Qwen3.6-27B-JudgeOPSD-0604 API & Inference Endpoint

Overview

This model is trained to serve as a general-purpose evaluation judge that scores responses based on user-specified rubrics. It supports arbitrary input formats — you only need to specify the desired output format in your prompt.

Key Features:

Multi-dimensional rubric-based scoring
Flexible input: any QA pair + custom rubric
Structured JSON output with per-criterion scores and reasoning
Trained on diverse evaluation datasets via online self-distillation

Usage

With Transformers + PEFT

python
from peft import PeftModel
from transformers import AutoModelForCausalLM, AutoTokenizer

base_model = AutoModelForCausalLM.from_pretrained(
    "Qwen/Qwen3.6-27B",
    torch_dtype="auto",
    device_map="auto",
)
model = PeftModel.from_pretrained(base_model, "Uranus/Qwen3.6-27B-JudgeOPSD-0604")
tokenizer = AutoTokenizer.from_pretrained("Qwen/Qwen3.6-27B")

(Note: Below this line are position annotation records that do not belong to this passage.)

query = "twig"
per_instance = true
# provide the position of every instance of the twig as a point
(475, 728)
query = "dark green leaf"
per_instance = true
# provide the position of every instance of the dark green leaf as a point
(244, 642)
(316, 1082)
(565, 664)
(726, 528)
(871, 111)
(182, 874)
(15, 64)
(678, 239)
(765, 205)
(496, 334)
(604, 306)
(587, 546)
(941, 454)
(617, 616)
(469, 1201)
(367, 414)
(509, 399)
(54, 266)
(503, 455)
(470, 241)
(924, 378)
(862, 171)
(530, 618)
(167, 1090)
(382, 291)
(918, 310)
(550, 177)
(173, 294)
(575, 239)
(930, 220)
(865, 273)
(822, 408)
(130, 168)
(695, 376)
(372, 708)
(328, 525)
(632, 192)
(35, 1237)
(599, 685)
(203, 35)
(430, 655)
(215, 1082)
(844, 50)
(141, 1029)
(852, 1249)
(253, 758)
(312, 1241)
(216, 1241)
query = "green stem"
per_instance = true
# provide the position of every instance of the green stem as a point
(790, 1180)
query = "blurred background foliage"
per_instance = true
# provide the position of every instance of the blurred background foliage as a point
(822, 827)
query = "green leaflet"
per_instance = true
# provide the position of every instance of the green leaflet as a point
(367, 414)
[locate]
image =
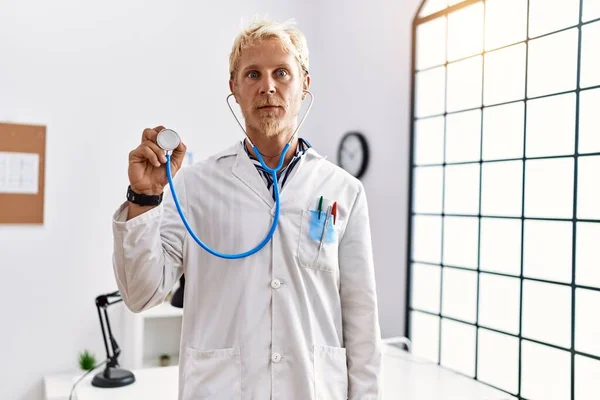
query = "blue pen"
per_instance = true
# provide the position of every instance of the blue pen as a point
(320, 206)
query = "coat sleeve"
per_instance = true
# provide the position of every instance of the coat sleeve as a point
(148, 251)
(361, 330)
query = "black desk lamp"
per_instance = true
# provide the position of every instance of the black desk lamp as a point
(112, 376)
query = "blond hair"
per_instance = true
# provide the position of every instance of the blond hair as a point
(292, 41)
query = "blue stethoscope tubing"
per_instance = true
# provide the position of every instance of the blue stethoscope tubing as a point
(272, 171)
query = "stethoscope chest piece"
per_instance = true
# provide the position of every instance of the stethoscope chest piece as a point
(168, 139)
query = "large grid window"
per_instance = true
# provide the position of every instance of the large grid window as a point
(504, 253)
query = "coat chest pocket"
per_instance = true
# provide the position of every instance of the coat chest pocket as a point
(318, 241)
(213, 374)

prompt = """你是专业评分法官，按rubric对QA多维度打分，输出严格JSON格式，不要多余内容。
问题：长方形周长48，最大面积是多少？
待评回答：周长48，长+宽=24，最大面积144，正方形时最大。
评分维度：1.答案正确性(权重0.8) 2.公式使用(权重0.15) 3.逻辑完整性(权重0.05)
输出格式：{"score":0~1,"item_detail":[{"criterion":"","single_score":0~1,"weight":0~1,"reason":""}],"total_reason":""}"""

messages = [{"role": "user", "content": prompt}]
text = tokenizer.apply_chat_template(messages, tokenize=False, add_generation_prompt=True)
inputs = tokenizer(text, return_tensors="pt").to(model.device)

outputs = model.generate(**inputs, max_new_tokens=2048, temperature=0.7)
response = tokenizer.decode(outputs[0][inputs["input_ids"].shape[-1]:], skip_special_tokens=True)
print(response)

With vLLM (Recommended for Production)

python
from vllm import LLM, SamplingParams

llm = LLM(
    model="Qwen/Qwen3.6-27B",
    enable_lora=True,
    max_lora_rank=64,
    max_model_len=4096,
)

sampling_params = SamplingParams(temperature=0.7, max_tokens=2048)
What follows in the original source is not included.